As a senior economist at the U.S. Bureau of Labor Statistics, Wander Cedeño helps to produce the nation’s monthly jobs report—a highly cited indicator of the economy’s health. Growing up in New York City’s Washington Heights, he says he never could have imagined “working steps from the Capitol and having current and former presidents tweet about your report. It’s very humbling.”

Cedeño received scholarship support for his undergraduate studies at the Gabelli School of Business. “The help that Fordham provided sealed the deal in my being able to attend a top-notch institution,” he says.

It also helped seal another deal: On a trip with the University’s Dorothy Day Center for Service and Justice, he met his wife, Honduran-born Aryany (Pérez) Cedeño, FCRH ’11. The two were married in 2013.

For his master’s degree in international political economy and development (IPED), Cedeño was awarded a scholarship from Fordham’s Graduate School of Arts and Sciences. “I think it’s a very special place,” he says of IPED, adding that he appreciated the program’s small size and the diversity of his cohort. He studied abroad briefly in the Philippines, where the conditions he witnessed made a big impact. “I came from a working-class neighborhood and I saw poverty in the U.S., but seeing poverty in a developing country is on another scale. It just makes you outwardly focused,” he says. “And it reaffirmed my desire to live a life of service.”

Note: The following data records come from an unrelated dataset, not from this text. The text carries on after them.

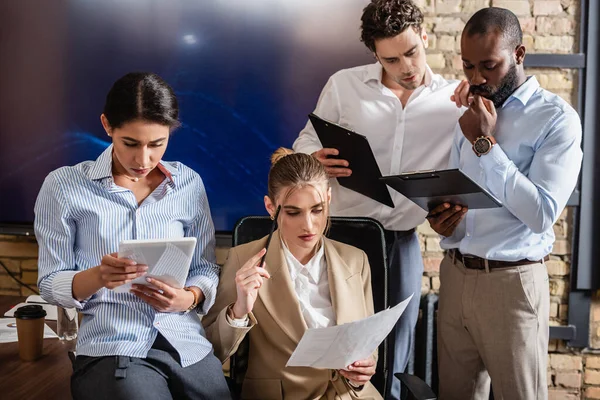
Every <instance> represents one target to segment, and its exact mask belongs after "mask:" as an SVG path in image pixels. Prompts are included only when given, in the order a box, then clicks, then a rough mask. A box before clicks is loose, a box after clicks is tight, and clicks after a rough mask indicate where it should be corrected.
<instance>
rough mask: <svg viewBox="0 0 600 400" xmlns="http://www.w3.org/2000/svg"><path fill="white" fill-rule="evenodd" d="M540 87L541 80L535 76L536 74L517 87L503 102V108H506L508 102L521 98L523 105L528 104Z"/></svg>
mask: <svg viewBox="0 0 600 400" xmlns="http://www.w3.org/2000/svg"><path fill="white" fill-rule="evenodd" d="M539 87H540V84H539V82H538V81H537V79H536V78H535V76H530V77H528V78H527V80H526V81H525V82H524V83H523V84H522V85H521V86H519V87H518V88H517V90H515V91H514V92H513V93H512V94H511V95H510V96H509V97H508V99H506V100H505V101H504V104H502V108H504V107H505V106H506V105H507V104H508V103H510V102H511V101H513V100H515V99H516V100H519V101H520V102H521V104H523V106H526V105H527V102H529V99H531V96H533V94H534V93H535V92H536V91H537V90H538V88H539Z"/></svg>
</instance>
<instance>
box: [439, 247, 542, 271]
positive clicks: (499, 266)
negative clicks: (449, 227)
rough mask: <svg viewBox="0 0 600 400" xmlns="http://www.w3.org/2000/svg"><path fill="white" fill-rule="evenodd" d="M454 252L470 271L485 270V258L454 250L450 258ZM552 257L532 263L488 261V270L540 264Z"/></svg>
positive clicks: (456, 249)
mask: <svg viewBox="0 0 600 400" xmlns="http://www.w3.org/2000/svg"><path fill="white" fill-rule="evenodd" d="M452 252H454V257H455V258H456V259H457V260H459V261H460V262H461V263H463V265H464V266H465V268H468V269H485V261H486V259H485V258H481V257H477V256H471V255H464V254H462V253H461V252H460V251H459V250H458V249H452V250H450V252H449V255H450V257H452V256H453V254H452ZM549 259H550V257H548V256H546V257H544V259H543V260H536V261H531V260H528V259H524V260H518V261H497V260H487V263H488V268H489V269H494V268H508V267H516V266H519V265H528V264H539V263H542V262H543V261H548V260H549Z"/></svg>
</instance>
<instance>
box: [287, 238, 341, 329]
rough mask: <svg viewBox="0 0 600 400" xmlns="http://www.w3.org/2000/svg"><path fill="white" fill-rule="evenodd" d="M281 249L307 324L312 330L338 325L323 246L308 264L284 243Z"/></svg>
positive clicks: (304, 319)
mask: <svg viewBox="0 0 600 400" xmlns="http://www.w3.org/2000/svg"><path fill="white" fill-rule="evenodd" d="M281 247H282V248H283V253H284V255H285V261H286V262H287V265H288V270H289V271H290V277H291V278H292V283H293V285H294V290H295V292H296V296H297V297H298V302H299V303H300V309H301V311H302V315H303V316H304V321H305V322H306V325H307V326H308V327H309V328H325V327H328V326H333V325H335V314H334V312H333V307H332V305H331V293H330V291H329V279H328V278H327V262H326V260H325V246H323V243H321V247H320V248H319V250H318V251H317V253H316V254H315V255H314V256H313V258H311V259H310V261H309V262H308V263H306V265H302V263H301V262H300V261H298V260H297V259H296V257H294V255H293V254H292V253H291V252H290V250H289V249H288V248H287V246H286V245H285V243H284V242H283V240H282V241H281Z"/></svg>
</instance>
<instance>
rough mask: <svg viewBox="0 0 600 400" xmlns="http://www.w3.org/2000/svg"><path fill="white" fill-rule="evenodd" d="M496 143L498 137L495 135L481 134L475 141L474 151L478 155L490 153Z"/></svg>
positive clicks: (478, 156)
mask: <svg viewBox="0 0 600 400" xmlns="http://www.w3.org/2000/svg"><path fill="white" fill-rule="evenodd" d="M495 144H496V139H494V137H493V136H479V137H478V138H477V139H475V141H474V142H473V151H474V152H475V154H476V155H477V157H481V156H482V155H484V154H487V153H489V152H490V151H491V150H492V146H493V145H495Z"/></svg>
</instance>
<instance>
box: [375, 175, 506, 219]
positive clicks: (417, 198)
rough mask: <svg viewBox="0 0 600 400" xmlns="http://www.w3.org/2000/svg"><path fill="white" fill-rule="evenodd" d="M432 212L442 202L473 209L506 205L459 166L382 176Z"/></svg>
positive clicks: (489, 207) (396, 187) (403, 192)
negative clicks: (459, 168)
mask: <svg viewBox="0 0 600 400" xmlns="http://www.w3.org/2000/svg"><path fill="white" fill-rule="evenodd" d="M380 180H381V181H382V182H385V183H386V184H387V185H389V186H390V187H391V188H393V189H394V190H396V191H398V192H400V193H401V194H402V195H404V196H405V197H407V198H409V199H410V200H411V201H413V202H414V203H416V204H417V205H418V206H419V207H421V208H422V209H423V210H425V211H427V212H429V211H431V210H433V209H434V208H435V207H437V206H439V205H440V204H442V203H450V204H457V205H461V206H466V207H468V208H469V209H471V210H476V209H481V208H495V207H502V203H501V202H500V201H499V200H498V199H497V198H496V197H494V195H492V194H491V193H490V192H488V191H487V190H486V189H484V188H482V187H481V186H479V185H478V184H477V183H475V181H473V180H472V179H471V178H469V177H468V176H467V175H465V174H464V173H463V172H461V171H460V170H459V169H447V170H439V171H418V172H410V173H405V174H400V175H394V176H384V177H382V178H380Z"/></svg>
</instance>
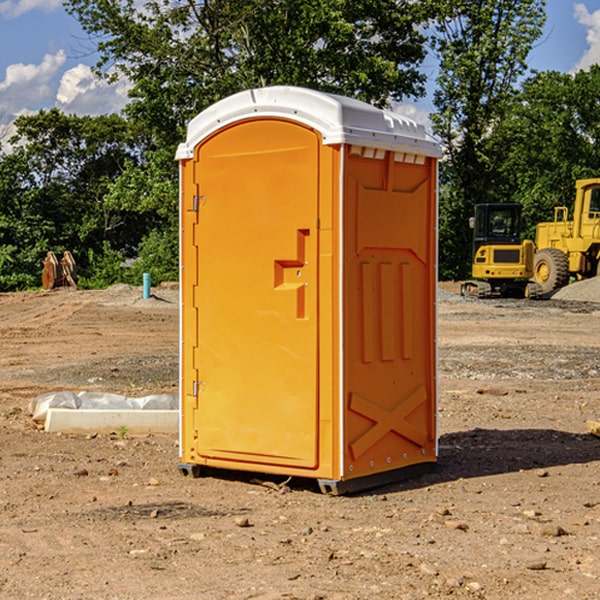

After graduation, Cedeño served as a New York City Urban Fellow. He worked in the city’s Department of Parks and Recreation, where, among other things, he helped assess and catalog the damage caused by Hurricane Sandy. “It was a massive cleanup, a crash course in emergency response,” he says. “It was really a dynamic experience.” He joined the labor statistics bureau in 2013, and was promoted to his current position last December.

Leaving New York was bittersweet, Cedeño says. He misses his parents, who were born in the Dominican Republic. “But I think everyone understands the journey. Not only mine, but my family’s, coming to America 30 years ago.”